What is the polar double integral for a given solid?

[jwxie]

Homework Statement

Compute the indicated solid in POLAR COORDINATE using double integrals.

Below z = 4 - x^2 - y^2, z = x^2 + y^2, between y = x and y = 0.

Homework Equations

The Attempt at a Solution

First of all, the integrand is z = 4 - x^2-y^2 which in polar is 4 - r^2

The limit for the region D in polar is the intersections of y = x, y = 0 of the circle. To find that particular circle I think we have to solve the two z equations, which give us x^2 + y^2 = 2 in the end. This is a circle with radius 2

The limit of region D is 0 <= r <= sqrt(2), and for theta (i use x) is 0 <= x < pi/6
I am not sure whether pi/6 is really the intersecting point of y = x on the circle... Please cofirm that...

This will give us the double integrals
integral (0 to pi/6) integral (0 to sqrt(2) (4 - r^2)r dr d theta

I think this give us pi/2 which is right from the book. But the book only gave pi/2 there is no work shown so I can't tell whether my work is right or not.

Please tell me if I am wrong in the limit of integrations.
Thankyou.

 

[Raskolnikov]

Below z = 4 - x^2 - y^2, z = x^2 + y^2, between y = x and y = 0.
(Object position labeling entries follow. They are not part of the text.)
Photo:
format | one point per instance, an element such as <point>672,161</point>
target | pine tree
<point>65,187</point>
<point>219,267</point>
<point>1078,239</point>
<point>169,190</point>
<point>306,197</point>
Are you sure it's not below z = 4 - r^2...and above z = r^2? Because It doesn't make much sense if it's below both.

First of all, the integrand is z = 4 - x^2-y^2 which in polar is 4 - r^2

mhmm...good so far.

The limit for the region D in polar is the intersections of y = x, y = 0 of the circle. To find that particular circle I think we have to solve the two z equations, which give us x^2 + y^2 = 2 in the end. This is a circle with radius 2

No, sorry this doesn't work. First of all, x^2 + y^2 = 2 is a circle with radius sqrt(2), not 2. Regardless of that, however, you are not finding your region D correctly. The region D is the bounded by the trace of the paraboloid z=4-r^2 onto the xy-plane; i.e., where z=0. Can you figure out what type of curve the paraboloid traces here?

The limit of region D is 0 <= r <= sqrt(2), and for theta (i use x) is 0 <= x < pi/6
I am not sure whether pi/6 is really the intersecting point of y = x on the circle... Please cofirm that...

This will give us the double integrals
integral (0 to pi/6) integral (0 to sqrt(2) (4 - r^2)r dr d theta

I think this give us pi/2 which is right from the book. But the book only gave pi/2 there is no work shown so I can't tell whether my work is right or not.

Please tell me if I am wrong in the limit of integrations.
Thankyou.

The region D is pretty. The limits of r are from 0 to some integer (which I'll leave you to figure out from my notes above). The problem asks for the volume bounded by the two paraboloids between the planes y=x and y=0. You use these two equations to find the limits for theta. Once again, you look at the xy-plane where your region D lies. What is theta when y=0? What is theta when y=x? These two values become your limits for theta.

And, yes, the final answer is pi/2.

I hope this helps. Good luck.

 

[benorin]

Your integrand lacks the lower boundary, and the angle between y=0 and y=x is Pi/4. Fixing these gives Pi/2 as well, the correct answer.